What do you see when you picture a tree?¹
Maybe you see branches reaching toward the sky. But what about the roots? When Stanford researcher Nava Haghighi asked ChatGPT to generate an image of a tree, it gave her branches and trunk — no roots. She tried again, mentioning she's from Iran. The AI returned a tree in a desert with stereotypical patterns — still no roots. Only when she typed "everything in the world is connected" did roots finally appear.
This isn't just about pictures. It reveals something deeper about how AI "thinks" and why that matters for mental health apps.
The Hidden Framework Problem
Every AI, like every person, operates from a basic worldview. Philosophers call this "ontology," which is just a fancy word for "what you believe exists and what matters." The Stanford study found that when popular chatbots were asked "What is a human?", every single one defined humans as individual biological beings. Not one mentioned that humans might be connected beings within relationships and communities — even though many cultures around the world see things that way.
Here's the problem: most mental health chatbots are built on this same limited worldview. They treat your mind as an isolated computer that needs its "bugs" fixed. So they offer structured interventions: breathing exercises, thought reframes, journaling prompts, CBT worksheets. And here's the thing: these techniques can work. Breathing exercises genuinely calm your nervous system. Cognitive reframes can shift your perspective. These aren't bad tools.
But for many people, the effects don't last. A week later, you're back where you started. Why? Because these interventions are designed around symptoms and applied the same way to everyone. They're structured, logical, and if we're honest, they can feel superficially applied, like a band-aid on something deeper. The chatbot doesn't know "you." It knows anxiety in general, stress in general. It matches your symptoms to a technique and delivers it. That's useful, but it's incomplete.
What Depth Psychology Understands
Depth psychology, the tradition started by Freud and Jung, takes a different approach. It doesn't just look at your symptoms. It asks: What's underneath? What patterns or programs are running in the background that you don't even notice?
Think of it like an iceberg. Regular chatbots work on the tip, the visible part. They see your anxiety or stress and offer an exercise. Depth psychology goes deeper. It explores the hidden 90%: the assumptions, relationships, and stories that actually drive how you feel and act.
This matters because your problems usually aren't what they appear to be on the surface. The Stanford researchers put it perfectly: current AI risks "constraining human imagination for generations to come" by treating one narrow view of humans as the only truth.
A Different Kind of AI: The Sensing Layer
At iVASA, we're building something different. Instead of treating you as a machine to be optimized, we designed an AI that understands you exist within webs of meaning: your relationships, your history, your unique way of making sense of the world.

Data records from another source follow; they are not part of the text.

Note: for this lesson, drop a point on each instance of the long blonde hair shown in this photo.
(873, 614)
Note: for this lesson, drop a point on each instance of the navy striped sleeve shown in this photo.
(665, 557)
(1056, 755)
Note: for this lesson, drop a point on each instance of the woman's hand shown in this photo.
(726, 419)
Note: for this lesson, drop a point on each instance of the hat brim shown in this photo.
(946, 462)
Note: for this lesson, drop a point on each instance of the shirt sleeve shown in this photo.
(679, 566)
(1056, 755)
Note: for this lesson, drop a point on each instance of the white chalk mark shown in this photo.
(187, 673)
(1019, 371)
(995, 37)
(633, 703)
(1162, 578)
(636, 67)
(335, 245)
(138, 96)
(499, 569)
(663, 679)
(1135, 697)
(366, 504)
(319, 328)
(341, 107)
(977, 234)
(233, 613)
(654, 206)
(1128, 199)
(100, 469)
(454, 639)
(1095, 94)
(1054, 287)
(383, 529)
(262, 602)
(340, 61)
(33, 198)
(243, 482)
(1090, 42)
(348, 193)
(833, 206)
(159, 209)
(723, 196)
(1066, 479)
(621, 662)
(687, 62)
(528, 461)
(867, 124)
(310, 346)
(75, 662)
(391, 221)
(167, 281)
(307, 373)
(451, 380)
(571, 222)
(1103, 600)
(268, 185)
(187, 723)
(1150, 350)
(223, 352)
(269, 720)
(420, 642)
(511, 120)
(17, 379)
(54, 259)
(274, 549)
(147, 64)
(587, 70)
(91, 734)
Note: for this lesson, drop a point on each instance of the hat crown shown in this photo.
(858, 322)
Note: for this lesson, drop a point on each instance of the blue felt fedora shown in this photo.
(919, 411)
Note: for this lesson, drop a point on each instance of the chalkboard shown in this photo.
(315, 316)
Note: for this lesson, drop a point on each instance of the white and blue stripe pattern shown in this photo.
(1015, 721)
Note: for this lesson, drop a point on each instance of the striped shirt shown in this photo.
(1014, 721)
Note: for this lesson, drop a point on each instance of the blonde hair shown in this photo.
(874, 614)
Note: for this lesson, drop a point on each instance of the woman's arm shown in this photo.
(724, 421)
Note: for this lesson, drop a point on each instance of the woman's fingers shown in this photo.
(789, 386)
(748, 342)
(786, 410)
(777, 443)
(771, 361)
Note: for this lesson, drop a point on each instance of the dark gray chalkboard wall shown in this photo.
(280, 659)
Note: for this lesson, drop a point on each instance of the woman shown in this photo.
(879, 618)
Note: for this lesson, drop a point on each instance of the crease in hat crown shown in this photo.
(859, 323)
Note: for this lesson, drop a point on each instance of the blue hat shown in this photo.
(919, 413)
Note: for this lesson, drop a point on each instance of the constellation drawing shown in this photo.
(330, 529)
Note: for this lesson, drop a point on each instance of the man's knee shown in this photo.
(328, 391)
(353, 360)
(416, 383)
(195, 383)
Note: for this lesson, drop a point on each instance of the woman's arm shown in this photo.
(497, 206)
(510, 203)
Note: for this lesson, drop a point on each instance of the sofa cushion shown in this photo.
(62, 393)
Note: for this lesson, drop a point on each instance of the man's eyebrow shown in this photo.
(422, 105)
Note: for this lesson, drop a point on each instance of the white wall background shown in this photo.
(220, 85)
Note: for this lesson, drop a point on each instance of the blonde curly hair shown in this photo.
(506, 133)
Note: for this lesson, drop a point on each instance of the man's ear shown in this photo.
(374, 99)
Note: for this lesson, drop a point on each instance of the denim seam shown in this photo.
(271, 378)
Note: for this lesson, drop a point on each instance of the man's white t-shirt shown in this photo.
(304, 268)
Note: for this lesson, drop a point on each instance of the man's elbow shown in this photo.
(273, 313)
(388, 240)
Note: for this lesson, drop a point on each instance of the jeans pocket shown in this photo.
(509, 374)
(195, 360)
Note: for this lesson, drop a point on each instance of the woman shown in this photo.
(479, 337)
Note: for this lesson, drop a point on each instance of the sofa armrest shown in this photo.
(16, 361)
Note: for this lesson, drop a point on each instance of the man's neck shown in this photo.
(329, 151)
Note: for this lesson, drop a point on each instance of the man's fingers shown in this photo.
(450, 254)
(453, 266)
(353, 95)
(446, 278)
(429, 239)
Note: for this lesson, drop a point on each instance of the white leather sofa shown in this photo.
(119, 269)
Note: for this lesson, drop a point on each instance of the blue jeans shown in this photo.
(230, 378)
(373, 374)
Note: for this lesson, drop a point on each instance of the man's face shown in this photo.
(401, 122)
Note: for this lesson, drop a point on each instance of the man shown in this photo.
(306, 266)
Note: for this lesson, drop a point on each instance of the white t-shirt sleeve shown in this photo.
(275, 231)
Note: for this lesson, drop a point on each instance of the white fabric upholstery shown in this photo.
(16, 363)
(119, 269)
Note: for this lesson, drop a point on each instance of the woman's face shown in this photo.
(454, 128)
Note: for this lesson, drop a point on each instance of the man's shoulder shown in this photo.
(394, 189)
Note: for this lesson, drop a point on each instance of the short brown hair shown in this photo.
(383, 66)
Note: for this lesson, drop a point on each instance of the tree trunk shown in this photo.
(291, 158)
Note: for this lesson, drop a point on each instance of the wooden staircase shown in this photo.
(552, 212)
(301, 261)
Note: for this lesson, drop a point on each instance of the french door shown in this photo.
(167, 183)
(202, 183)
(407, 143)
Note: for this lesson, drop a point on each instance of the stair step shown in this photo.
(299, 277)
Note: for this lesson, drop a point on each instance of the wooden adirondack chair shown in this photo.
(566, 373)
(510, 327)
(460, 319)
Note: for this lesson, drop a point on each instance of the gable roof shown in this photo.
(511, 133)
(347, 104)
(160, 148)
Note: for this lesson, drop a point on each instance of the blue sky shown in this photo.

The key is what we call the sensing layer. Before iVASA offers any intervention, it listens, really listens, to what's happening beneath your words. It tracks patterns over time: the contradictions you keep returning to, the stories you tell yourself, the ways your intentions and behaviors don't quite match up. This isn't about diagnosing you or slotting you into a category. It's about understanding you specifically, in all your complexity.
Only then does iVASA respond, not with a generic technique, but with insight that actually fits where you are. Sometimes that might include a breathing exercise or a CBT-style reframe. But it comes from a place of genuine understanding, not symptom-matching. That's the difference between advice that fades in a week and insight that changes how you see yourself.
We don't just ask "what are your symptoms?" We explore the deeper question: "What does this experience mean for you?" Because real change doesn't come from better tips. It comes from understanding yourself more fully, including the parts you can't see yet.
The Stanford researchers suggest we need AI that helps "expand our imagination of what it means to be human." That's exactly what depth-informed therapy does — and what iVASA aims to bring to everyone.
Because (and picture this too): You are probably not a tree without roots.